The driving rain continued as they pulled into the campus. Fortunately, she located security personnel to help her determine how to find after-hour services. They directed her onto a maze-like route heading up toward the rooms which might still be waiting. 

Jim heard her sniffle. “You aren’t crying, are you, Ann? Damn it, I can handle most things, but I refuse to deal with women and their tears! Let me out!”

If Ann had not been crying before, it sure seemed impossible to hold back her pain now! She drove into the parking lot of the dorm just ahead. She clambered out, climbed up the steep stone steps to the lobby. She presented her driver’s license and the name of the person who’d told her the rooms were waiting.

“There is only one room left. This is a big weekend. We’ve got a large graduating class. Hundreds of people have already moved into all our rooms.” She took the phone number for the dorm and went back to the car.

“Jim, your room is here. I have to look further for a place for me to go. I will get in touch with you in the morning. I have your number. Thank you for coming up here with me.” She watched him carry his suitcase up the steps, dodging rain and oncoming umbrellas. 

She sighed in a bit of relief. Although she did not know where to go next, she could figure that out without the pressure of hiding the deep pain she felt at that moment. She allowed her tears to flow.

She drove on up the hill, looking between rain squalls for another building which might be open. Even in the driving rain, clumps of people were on the sidewalks, cheering and laughing. Certainly this was a weekend for them to celebrate, rain or not.

She stopped to speak to one clump of people. They pointed out the dorm where they were heading. “We don’t think there are any rooms available there, but they can tell you where you might go. I hope you will be able to sleep for the night somewhere.

She found a couch in a dormitory lounge to spend the night. She was able to adjust the light shade so the lamp did not directly shine in her eyes. In the morning she found her brother. He sat with her in the bleachers as they watched the students, dressed in caps and gowns, and in colorful hoods, parade by for the ceremony.

They went from the large ceremony to the individual schools that honored their own graduates. She was relieved she remembered the name of the program he’d completed, and located building for the ceremony where he’d be awarded his diploma.

Canapes and soda were laid out on a table. Bottles of champagne stood, awaiting their toast to all of their graduates. She saw her son. He averted her gaze. She and her brother settled into their seats, in the middle of the mass of celebratory parents. 
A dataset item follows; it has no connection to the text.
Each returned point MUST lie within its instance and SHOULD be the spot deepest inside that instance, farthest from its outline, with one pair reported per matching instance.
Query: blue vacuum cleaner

Then she saw her ex-husband. He stood in the center of a large knot of men. She overheard him speak. “Yes, Bill. I am so glad you were here for my son this past semester. He has had it so rough! You know, his mother has not spoken to him for two years. He is taking that hard. It’s too bad she did not even try to be here today to show him how proud she should be of him.”

She turned to her brother. “Jim, we have to go.”

Jim, saying nothing, followed her out of the celebration. They drove home. It rained most of the way back, but they did not have to navigate any of the trip in the dark.

For twenty years now, she has struggled to maintain any kind of relationship with this son. On some days she finds the pain is no less today than it was that day they returned home from Ithaca. She remembers how the windshield wipers’ sweeping rhythm beat in counterpoint to her own heart. She continues to try and stifle her emotions.